As you saw in Chapter 26, Tableau Prep’s Group and Replace functionality is pretty incredible with the rich, easy-to-use options that are built into the tool (Figure 28-1).
If you haven’t had a chance to explore these, I recommend both revisiting Chapter 26 and attempting Preppin’ Data 2019: Week 2, where you get to use these techniques on the City field. Do this before continuing to read this chapter if you want to avoid challenge spoilers!
The Tableau developers have added an extra level of validation to data cleaning with data roles.
For string data fields, you can now set a specific data role for Prep to test the data against. You can test geographic roles, email addresses, and URLs against Tableau’s own list to see if they are valid.
When you click on the Data Type icon to change the data type, you will see a drop-down list of options (Figure 28-2). In this example, I’m assigning the City role.
By selecting City to compare the list of city names from the Week 2 exercise, you can see what Prep recognizes as a true city name and what it doesn’t (Figure 28-3).
With this highlighting, you can easily work through all of the problems using Prep’s fantastic Group and Replace functionality.
But what if you want to get rid of those errors? Well, by having an active data role, you actually get a few more options to play with (Figure 28-4).
You can select whether you want to see:
You can also group by the data role members, but I haven’t found a use case where this has helped my data preparation yet. Maybe that will be a future Preppin’ Data challenge.
As of version 2019.3.1, not only can you use Tableau’s data roles, but you can also create a custom data role from any string or integer data fields. The data role will comprise all of the values in the field. To create a custom data role, in a Clean step open the ellipsis menu in the data field you want to use (Figure 28-5).

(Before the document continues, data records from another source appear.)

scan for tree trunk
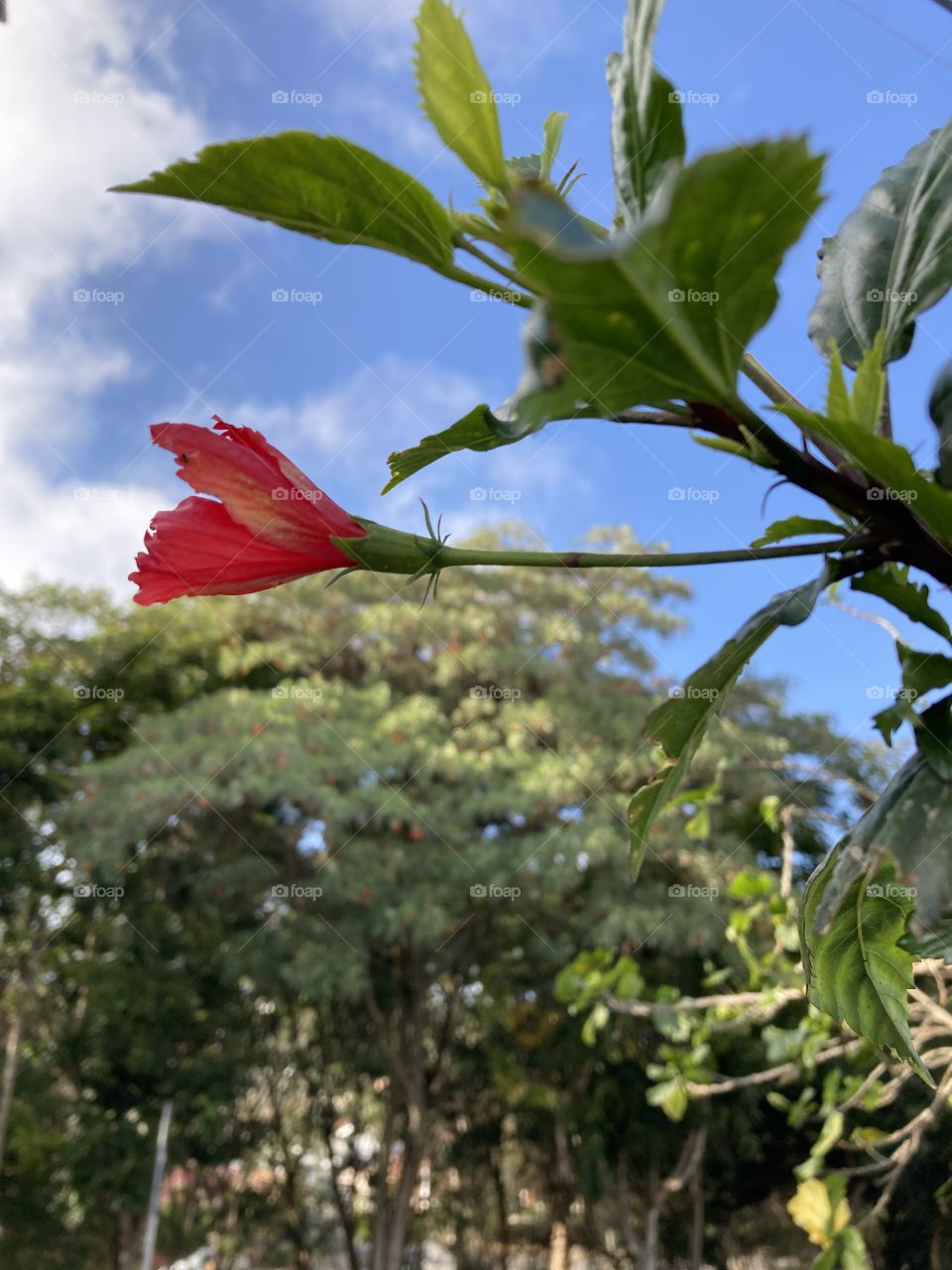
[548,1120,575,1270]
[639,1160,663,1270]
[489,1155,509,1270]
[384,1134,422,1270]
[690,1155,704,1270]
[142,1098,172,1270]
[0,1004,23,1170]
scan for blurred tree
[3,531,893,1270]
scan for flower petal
[130,495,354,604]
[151,421,364,553]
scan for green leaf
[872,698,914,745]
[608,0,684,228]
[801,731,952,975]
[915,698,952,781]
[801,842,934,1087]
[826,331,886,432]
[381,405,511,494]
[115,132,453,271]
[539,110,568,181]
[504,140,821,432]
[776,405,952,541]
[645,1076,689,1124]
[910,917,952,961]
[750,516,843,548]
[810,123,952,367]
[416,0,509,190]
[849,564,952,640]
[896,644,952,699]
[929,361,952,489]
[629,567,830,877]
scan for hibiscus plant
[118,0,952,1083]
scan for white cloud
[0,0,205,585]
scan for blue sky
[0,0,952,735]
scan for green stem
[740,353,845,470]
[435,539,847,569]
[459,239,525,287]
[439,264,536,309]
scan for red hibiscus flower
[130,416,366,604]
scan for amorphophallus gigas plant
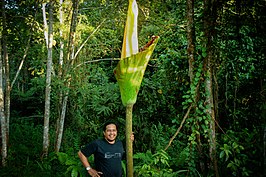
[114,0,159,177]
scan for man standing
[78,122,133,177]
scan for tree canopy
[0,0,266,177]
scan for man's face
[103,124,117,144]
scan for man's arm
[78,151,102,177]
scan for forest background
[0,0,266,177]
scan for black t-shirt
[81,139,124,177]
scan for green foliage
[219,129,257,176]
[0,0,266,177]
[134,150,187,177]
[56,152,84,177]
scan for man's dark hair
[103,121,118,131]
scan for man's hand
[88,168,103,177]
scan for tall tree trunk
[187,0,195,83]
[187,0,205,172]
[0,40,7,166]
[43,0,54,156]
[204,0,219,177]
[55,0,79,152]
[55,0,67,152]
[126,104,133,177]
[0,0,10,166]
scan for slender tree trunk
[0,40,7,166]
[204,0,219,177]
[187,0,205,172]
[43,0,54,156]
[187,0,195,83]
[55,0,79,152]
[126,104,133,177]
[42,3,48,47]
[0,0,10,166]
[55,0,64,152]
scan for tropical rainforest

Custom data roles are held on Tableau Server or Tableau Online, so you’ll need to publish them. Selecting Publish as Data Role will place an output for the data role into the Flow pane (Figure 28-6).
The configuration of the output for the custom data role is similar to that for a data source being published to a Tableau Server or Online location. You must specify the server, site, and project to publish the data role to. Custom data roles can be published only to a single site on the Tableau Server or Tableau Online instance. The site also needs to be the same as the data set’s output location if you are publishing the data source. In the configuration, you can give the custom data role a name as well as a description to help others understand it (Figure 28-7).

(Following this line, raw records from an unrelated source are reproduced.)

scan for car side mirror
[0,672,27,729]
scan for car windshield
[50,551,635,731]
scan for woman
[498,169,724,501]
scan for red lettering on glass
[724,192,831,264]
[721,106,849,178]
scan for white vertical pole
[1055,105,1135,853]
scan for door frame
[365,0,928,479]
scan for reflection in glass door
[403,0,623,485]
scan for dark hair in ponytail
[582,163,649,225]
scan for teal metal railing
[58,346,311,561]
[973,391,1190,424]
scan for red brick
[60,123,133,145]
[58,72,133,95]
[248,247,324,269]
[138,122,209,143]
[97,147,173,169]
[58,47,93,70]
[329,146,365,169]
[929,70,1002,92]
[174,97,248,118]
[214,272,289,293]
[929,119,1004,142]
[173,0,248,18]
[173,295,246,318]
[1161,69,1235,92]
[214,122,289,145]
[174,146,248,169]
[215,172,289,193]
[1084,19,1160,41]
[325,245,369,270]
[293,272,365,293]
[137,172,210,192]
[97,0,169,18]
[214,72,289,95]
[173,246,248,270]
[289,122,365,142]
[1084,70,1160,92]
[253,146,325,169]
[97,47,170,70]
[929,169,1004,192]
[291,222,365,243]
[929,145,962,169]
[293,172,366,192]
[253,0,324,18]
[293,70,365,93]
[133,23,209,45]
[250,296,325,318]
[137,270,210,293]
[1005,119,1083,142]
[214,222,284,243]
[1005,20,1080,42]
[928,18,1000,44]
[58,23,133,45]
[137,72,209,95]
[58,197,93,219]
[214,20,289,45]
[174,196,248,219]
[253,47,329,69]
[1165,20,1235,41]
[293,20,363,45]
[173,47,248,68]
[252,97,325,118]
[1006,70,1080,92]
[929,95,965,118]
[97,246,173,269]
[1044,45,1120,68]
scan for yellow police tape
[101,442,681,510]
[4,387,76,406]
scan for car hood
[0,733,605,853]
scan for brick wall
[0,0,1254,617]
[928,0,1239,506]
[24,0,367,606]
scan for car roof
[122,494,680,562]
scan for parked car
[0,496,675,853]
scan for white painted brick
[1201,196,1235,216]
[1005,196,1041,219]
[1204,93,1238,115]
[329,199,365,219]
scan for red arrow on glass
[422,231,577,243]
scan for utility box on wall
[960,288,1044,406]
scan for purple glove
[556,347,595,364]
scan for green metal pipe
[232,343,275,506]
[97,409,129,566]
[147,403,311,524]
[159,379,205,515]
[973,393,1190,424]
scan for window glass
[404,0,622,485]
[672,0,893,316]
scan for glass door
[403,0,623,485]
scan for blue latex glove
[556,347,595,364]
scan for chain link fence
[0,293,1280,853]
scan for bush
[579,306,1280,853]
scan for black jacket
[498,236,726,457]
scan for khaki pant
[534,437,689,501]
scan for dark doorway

Clicking Run Flow publishes the custom data role. Your custom data role and others published can be found in the Explore section of the Tableau Server or Tableau Online instance (Figure 28-8).

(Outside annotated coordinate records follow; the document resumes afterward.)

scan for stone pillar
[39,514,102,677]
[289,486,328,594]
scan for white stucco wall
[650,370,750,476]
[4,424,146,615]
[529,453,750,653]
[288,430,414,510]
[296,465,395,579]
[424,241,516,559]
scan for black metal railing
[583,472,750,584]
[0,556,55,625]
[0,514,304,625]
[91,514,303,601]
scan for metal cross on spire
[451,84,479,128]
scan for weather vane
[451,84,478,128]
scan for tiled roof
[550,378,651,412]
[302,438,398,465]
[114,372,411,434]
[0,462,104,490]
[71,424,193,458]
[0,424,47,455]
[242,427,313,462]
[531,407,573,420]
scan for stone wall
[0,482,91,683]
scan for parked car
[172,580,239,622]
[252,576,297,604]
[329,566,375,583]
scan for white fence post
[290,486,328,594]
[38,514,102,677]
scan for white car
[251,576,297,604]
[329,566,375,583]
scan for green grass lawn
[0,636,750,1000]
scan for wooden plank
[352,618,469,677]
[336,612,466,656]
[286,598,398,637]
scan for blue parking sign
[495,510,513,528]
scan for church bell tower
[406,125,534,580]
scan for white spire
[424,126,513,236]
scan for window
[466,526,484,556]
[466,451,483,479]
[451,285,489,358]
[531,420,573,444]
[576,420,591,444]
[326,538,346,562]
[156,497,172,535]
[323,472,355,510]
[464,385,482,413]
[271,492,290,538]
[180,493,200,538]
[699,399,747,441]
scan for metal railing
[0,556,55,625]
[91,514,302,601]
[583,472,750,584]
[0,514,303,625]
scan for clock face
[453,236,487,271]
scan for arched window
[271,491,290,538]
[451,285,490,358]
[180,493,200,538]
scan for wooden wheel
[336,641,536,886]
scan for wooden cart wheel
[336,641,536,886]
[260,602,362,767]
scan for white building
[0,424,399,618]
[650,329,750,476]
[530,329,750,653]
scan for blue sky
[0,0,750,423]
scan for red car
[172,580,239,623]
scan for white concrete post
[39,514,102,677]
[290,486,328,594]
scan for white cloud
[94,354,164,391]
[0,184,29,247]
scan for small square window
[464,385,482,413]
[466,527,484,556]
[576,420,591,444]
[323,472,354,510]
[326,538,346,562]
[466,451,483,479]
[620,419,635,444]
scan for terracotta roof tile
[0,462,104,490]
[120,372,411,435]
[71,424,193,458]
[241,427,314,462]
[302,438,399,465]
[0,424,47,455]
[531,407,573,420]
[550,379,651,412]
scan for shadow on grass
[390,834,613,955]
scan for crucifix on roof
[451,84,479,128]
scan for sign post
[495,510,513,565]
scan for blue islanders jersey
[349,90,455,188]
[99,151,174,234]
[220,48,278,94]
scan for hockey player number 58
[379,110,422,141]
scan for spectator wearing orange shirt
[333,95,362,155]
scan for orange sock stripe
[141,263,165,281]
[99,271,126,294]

You can view the data role by clicking on its name. This reveals the values it includes and gives you the opportunity to edit the description (Figure 28-9).
To be able to use the custom data role, you will need to be signed into the site on the Tableau Server or Online instance in which you published it. Once you are logged in, you can select the custom data role or any of the default data roles available from Prep Builder (Figure 28-10).
If you change Central to North and apply the custom data role Region Data Role, Prep Builder highlights the values that do not match (Figure 28-11).
Custom Data Roles have the same options as the default data roles: Valid, Not valid, or All values (Figure 28-12).
Data roles in Prep Builder are a similar concept to Desktop’s geographical roles but go further by giving you insight into whether data needs to be cleaned. By selecting the “Not valid” option, you can choose to filter or clean those values. Selecting “Valid” can give you the reassurance that the remaining data values meet set criteria. Custom data roles can allow an organization to match the values that are important to it, or those that are otherwise difficult to validate.